Concerns about the environment featured as a prominent area of research for some of the other projects. Zara studied the effect of plastic toys on children, Will looked at how we can build more eco-friendly housing, and Kyle and Hannah investigated what we would need to survive on other planets if living on Earth becomes unsustainable.
Meanwhile, the core values of society were questioned by some of the other students. Cade asked whether all police should be armed, Megan considered the morality of war, Rhianna looked at whether uniform should be compulsory in UK schools and Sian challenged the perception of women’s sport being less high profile than men’s.
A philosophical approach was used by Isabelle, who explored how Samurai ethics have impacted upon Japanese culture, while Jack examined the impact of ancient civilisations’ beliefs on modern religion, with a focus on death.
Having the chance to discuss ways to enhance their projects with Cambridge University post-graduate students, our students gleaned many tips on how to improve their skills of research, analysis and evaluation.
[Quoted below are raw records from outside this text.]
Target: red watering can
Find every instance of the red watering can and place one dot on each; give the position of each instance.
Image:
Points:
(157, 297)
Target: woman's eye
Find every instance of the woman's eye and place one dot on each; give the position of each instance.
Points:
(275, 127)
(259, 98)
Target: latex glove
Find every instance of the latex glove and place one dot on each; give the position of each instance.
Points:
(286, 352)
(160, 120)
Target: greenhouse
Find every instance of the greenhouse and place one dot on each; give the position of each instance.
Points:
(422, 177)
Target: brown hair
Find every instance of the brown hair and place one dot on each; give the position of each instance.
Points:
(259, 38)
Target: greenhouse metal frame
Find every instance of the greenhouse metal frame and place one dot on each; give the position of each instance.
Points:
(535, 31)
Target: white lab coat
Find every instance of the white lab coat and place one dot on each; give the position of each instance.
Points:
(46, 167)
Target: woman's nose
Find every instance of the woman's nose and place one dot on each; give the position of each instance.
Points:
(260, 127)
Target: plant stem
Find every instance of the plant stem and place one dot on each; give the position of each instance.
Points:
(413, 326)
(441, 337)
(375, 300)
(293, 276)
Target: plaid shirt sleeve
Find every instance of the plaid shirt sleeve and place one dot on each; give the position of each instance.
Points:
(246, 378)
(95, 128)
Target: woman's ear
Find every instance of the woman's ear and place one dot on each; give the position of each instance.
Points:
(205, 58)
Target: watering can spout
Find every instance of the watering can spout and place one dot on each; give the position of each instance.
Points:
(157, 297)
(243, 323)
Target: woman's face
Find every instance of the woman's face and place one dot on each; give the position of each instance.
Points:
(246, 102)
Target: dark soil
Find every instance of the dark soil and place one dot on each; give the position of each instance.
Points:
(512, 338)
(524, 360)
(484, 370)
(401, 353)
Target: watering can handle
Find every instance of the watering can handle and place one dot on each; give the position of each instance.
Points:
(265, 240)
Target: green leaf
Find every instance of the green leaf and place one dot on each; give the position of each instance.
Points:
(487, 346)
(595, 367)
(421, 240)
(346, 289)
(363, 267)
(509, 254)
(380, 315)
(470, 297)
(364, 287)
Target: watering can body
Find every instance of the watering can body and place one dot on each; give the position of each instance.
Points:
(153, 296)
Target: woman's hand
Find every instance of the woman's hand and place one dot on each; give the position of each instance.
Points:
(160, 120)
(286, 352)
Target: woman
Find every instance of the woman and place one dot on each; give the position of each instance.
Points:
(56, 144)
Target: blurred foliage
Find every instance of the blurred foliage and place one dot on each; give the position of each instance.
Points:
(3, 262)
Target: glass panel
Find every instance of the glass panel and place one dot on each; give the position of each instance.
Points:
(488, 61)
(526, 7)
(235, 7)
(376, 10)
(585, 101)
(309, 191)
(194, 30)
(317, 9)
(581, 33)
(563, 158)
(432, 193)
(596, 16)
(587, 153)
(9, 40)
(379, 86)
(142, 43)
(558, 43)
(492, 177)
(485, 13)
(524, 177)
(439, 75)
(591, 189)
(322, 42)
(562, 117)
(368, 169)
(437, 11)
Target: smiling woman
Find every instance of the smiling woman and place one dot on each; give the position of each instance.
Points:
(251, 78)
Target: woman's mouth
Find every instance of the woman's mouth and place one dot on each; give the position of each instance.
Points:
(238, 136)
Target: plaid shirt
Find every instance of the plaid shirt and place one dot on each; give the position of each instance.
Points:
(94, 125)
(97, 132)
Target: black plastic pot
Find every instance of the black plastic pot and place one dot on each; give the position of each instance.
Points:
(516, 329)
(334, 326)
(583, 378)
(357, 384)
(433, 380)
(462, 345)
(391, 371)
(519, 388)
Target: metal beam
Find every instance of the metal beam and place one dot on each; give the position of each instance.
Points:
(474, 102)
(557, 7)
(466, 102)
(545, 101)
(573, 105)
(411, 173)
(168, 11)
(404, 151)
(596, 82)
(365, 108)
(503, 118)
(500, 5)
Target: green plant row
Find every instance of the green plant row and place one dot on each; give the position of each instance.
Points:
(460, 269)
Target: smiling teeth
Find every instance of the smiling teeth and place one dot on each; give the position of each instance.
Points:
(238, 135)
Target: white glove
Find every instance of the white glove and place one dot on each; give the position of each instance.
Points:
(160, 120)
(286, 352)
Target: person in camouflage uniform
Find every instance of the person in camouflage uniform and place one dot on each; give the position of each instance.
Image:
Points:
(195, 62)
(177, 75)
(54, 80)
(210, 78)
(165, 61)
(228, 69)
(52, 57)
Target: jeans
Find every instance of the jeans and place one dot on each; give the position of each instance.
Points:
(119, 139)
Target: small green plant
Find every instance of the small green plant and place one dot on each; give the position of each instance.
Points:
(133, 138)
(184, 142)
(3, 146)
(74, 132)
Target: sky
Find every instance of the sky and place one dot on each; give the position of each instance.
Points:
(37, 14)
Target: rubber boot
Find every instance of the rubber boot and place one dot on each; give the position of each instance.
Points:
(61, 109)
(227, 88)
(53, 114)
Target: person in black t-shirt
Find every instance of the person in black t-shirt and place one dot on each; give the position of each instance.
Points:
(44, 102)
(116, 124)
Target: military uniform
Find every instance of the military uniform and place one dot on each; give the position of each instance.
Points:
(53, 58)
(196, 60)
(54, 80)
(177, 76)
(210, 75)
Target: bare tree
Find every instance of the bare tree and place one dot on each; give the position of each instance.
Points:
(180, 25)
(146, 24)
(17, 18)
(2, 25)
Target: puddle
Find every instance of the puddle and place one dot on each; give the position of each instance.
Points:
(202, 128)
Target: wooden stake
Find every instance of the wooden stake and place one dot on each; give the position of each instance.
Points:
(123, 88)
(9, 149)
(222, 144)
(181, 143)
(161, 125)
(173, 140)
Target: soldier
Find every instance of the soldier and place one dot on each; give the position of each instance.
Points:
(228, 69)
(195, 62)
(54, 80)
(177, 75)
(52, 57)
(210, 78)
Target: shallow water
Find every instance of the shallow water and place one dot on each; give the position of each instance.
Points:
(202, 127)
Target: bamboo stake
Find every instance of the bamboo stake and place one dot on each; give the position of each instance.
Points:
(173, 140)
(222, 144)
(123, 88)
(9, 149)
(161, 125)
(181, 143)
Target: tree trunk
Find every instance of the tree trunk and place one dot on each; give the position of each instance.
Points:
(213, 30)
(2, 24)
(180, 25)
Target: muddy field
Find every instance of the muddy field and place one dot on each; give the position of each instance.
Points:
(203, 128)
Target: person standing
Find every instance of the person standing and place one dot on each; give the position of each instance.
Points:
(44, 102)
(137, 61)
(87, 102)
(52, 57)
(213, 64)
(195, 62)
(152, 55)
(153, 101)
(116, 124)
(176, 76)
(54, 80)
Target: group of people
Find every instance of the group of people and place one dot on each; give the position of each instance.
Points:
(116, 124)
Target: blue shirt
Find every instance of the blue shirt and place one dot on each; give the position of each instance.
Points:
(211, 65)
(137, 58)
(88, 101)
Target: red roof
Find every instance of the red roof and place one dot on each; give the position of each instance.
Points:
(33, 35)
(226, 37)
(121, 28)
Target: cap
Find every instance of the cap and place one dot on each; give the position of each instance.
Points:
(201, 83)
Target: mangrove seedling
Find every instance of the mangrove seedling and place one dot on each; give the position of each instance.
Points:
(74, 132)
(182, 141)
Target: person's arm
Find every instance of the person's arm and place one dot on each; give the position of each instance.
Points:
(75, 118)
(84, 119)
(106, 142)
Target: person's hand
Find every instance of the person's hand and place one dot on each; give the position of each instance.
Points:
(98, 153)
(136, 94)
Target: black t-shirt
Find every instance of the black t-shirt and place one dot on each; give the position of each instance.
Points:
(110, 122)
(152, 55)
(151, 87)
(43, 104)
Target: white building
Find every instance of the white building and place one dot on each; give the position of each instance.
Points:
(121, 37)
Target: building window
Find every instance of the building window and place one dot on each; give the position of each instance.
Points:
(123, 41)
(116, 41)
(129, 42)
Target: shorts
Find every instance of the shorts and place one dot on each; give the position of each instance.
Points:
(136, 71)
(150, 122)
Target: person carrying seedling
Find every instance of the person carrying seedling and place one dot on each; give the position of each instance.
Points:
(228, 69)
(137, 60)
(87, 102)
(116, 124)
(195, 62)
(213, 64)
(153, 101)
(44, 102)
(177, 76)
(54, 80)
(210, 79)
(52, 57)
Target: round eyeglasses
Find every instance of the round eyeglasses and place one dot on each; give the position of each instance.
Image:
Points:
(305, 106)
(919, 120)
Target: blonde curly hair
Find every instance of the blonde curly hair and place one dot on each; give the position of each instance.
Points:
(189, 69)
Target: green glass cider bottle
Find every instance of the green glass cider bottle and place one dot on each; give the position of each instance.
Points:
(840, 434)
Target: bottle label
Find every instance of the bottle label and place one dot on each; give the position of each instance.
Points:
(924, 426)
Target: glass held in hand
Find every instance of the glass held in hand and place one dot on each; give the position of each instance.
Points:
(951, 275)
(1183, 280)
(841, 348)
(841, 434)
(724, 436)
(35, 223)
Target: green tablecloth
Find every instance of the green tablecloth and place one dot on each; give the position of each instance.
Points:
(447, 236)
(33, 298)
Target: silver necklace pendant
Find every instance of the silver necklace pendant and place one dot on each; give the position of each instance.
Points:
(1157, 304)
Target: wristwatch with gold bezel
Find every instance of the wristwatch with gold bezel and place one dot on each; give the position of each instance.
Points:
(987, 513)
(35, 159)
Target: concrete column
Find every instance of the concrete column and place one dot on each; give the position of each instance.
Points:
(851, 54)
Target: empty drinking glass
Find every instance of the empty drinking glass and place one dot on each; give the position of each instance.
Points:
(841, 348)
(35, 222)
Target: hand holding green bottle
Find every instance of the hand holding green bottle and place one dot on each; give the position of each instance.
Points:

Harry (Year 9), commented that he had found the advice on how to carry out primary research particularly helpful. After exploring the extensive selection of books in the university’s beautiful library, the students reflected on their work and considered how they will progress with their projects on the return to school.
Jude Brady, PhD student at the university said after meeting our students: ‘All the pupils were so very thoughtful and engaging. They're an absolute credit to Passmores, and I sincerely hope they can all come back soon’.